ManualTecnicasNarrativas

      Enrique Páez      (España) 

       web del autor:   http://www.enriquepaez.com/

         Editorial     :   Ediciones S.M.

      

 

 

 Fragmentos de libros

 

Este libro se estructura en siete apartados con un total de 65 capítulos.

Los apartados son los siguientes:

     I.            El punto de partida.

    II.            Los recursos de la creatividad

   III.            La construcción de la historia

  IV.            Las historias de género

    V.            El momento de la escritura

  VI.            La corrección y el estilo literario

 VII.     La publicación

En fragmentos de libros ofrecemos el primer capítulo, en comienzos, “La cueva del escritor”, del apartado I.

Y ya en "fragmentos" transcribimos el capítulo 8, “Las funciones de Propp”, del apartado II;  y del apartado III el capítulo 19 “Como espesar el argumento

Independientemente del interés que tienen en si mismos estos capítulos, con su transcripción queda claramente evidenciado el estilo, modo e intención pedagógica de la obra, así como la estructura de cada capítulo para hacerlo más ameno, estructurado y didáctico.

 

De LOS RECURSOS DE LA CREATIVIDAD

 

Capítulo 8. Las funciones de Propp

 

En la Morfología del cuento, publicado en los años veinte del pasado siglo en Leningrado. Propp hace un análisis estructural de los cuentos maravillosos rusos que ha podido ser aplicado, sin ninguna transforma­ción, no solo a todos los cuentos tradicionales de las lenguas indoeu­ropeas, sino a textos tan diversos como el Cantar del Mío Cid, las novelas de James Bond de lan Fleming o los guiones de Indiana Jones.

  

Para Propp, las funciones de los personajes representan las partes fun­damentales del cuento. A la hora de definirlas no se debe tener en cuenta al personaje-ejecutante, y la acción no puede determinarse al margen de su situación en el curso del relato. Por «función», pues, entiende «la acción de un personaje, descrita desde el punto de vis­ta de su significado en el desarrollo de la intriga». Propp hace cua­tro observaciones previas a la enumeración de las funciones:

 

1.  Las funciones de los personajes son elementos constantes y permanentes en el cuento, sean cuales fueren esos personajes y sea cual fuere la manera en que se realizan esas funciones. Las funciones son las partes constitutivas fundamentales del cuento. 

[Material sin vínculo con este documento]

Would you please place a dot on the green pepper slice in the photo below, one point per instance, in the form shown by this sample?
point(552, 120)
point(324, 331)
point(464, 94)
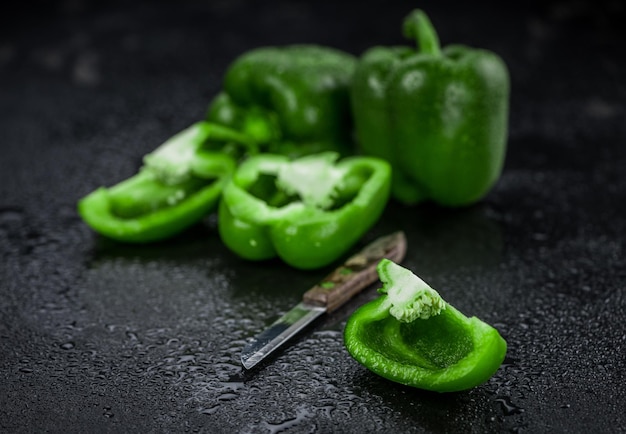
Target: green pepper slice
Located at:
point(307, 211)
point(410, 335)
point(180, 183)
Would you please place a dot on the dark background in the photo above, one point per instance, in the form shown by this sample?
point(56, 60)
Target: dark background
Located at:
point(96, 336)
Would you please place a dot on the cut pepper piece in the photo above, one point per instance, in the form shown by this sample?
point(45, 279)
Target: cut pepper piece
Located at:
point(307, 211)
point(410, 335)
point(180, 183)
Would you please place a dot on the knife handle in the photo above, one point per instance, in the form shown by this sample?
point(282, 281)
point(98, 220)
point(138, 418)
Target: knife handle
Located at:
point(356, 273)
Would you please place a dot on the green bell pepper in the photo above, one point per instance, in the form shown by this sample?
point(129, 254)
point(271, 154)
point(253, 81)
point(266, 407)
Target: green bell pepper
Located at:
point(439, 116)
point(179, 183)
point(292, 100)
point(410, 335)
point(307, 211)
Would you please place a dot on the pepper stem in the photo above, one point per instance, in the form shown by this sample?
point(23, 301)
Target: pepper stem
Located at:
point(417, 26)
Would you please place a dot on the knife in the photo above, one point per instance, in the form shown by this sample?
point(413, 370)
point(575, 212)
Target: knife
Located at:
point(337, 288)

2.  El número de funciones que comprende el cuento maravilloso es limitado. 

3. Aunque no todos los cuentos presentan, ni mucho menos, todas las funciones, La sucesión de funciones es siempre idéntica. La ausencia de determinadas funciones no cambia la disposición de las demás. 

4.  Todos los cuentos maravillosos pertenecen al mismo tipo en lo que respecta a su estructura. 

 ProppCuentos

Las 31 funciones de los personajes en los cuentos maravillosos, según el propio Propp, son las siguientes: 

1.                 Alejamiento: uno de los miembros de la familia se aleja de la casa. 

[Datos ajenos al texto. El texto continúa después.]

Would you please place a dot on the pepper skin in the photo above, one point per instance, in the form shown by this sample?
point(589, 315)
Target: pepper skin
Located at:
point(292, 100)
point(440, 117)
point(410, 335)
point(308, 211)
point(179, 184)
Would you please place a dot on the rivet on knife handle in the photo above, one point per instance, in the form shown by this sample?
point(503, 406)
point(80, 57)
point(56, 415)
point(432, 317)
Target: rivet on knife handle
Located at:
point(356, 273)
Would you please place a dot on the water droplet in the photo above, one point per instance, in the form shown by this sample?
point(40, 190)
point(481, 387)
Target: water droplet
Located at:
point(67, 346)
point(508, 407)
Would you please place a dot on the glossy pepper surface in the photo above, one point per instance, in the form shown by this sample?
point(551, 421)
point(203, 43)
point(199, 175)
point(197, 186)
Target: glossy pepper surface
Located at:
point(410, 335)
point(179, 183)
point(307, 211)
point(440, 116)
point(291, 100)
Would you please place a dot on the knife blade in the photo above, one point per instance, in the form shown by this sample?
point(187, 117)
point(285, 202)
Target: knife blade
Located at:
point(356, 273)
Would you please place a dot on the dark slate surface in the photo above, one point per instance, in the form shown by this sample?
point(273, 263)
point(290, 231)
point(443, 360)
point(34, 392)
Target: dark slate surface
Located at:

2.               Prohibición: recae sobre el protagonista una prohibición. 

3.               Transgresión: se transgrede la prohibición. 

4.               Interrogatorio: el agresor intenta obtener informaciones. 

5.               Información: el agresor recibe informaciones sobre su víctima. 

6.               Engaño: el agresor intenta engañar a su víctima. 

7.                Complicidad: la victima se deja engañar y ayuda así a su enemigo, a su
pesar. 

8.              Fechoría: el agresor daña a uno de los miembros de la familia. 

8-a. Carencia: algo le falta a uno de los miembros de la familia.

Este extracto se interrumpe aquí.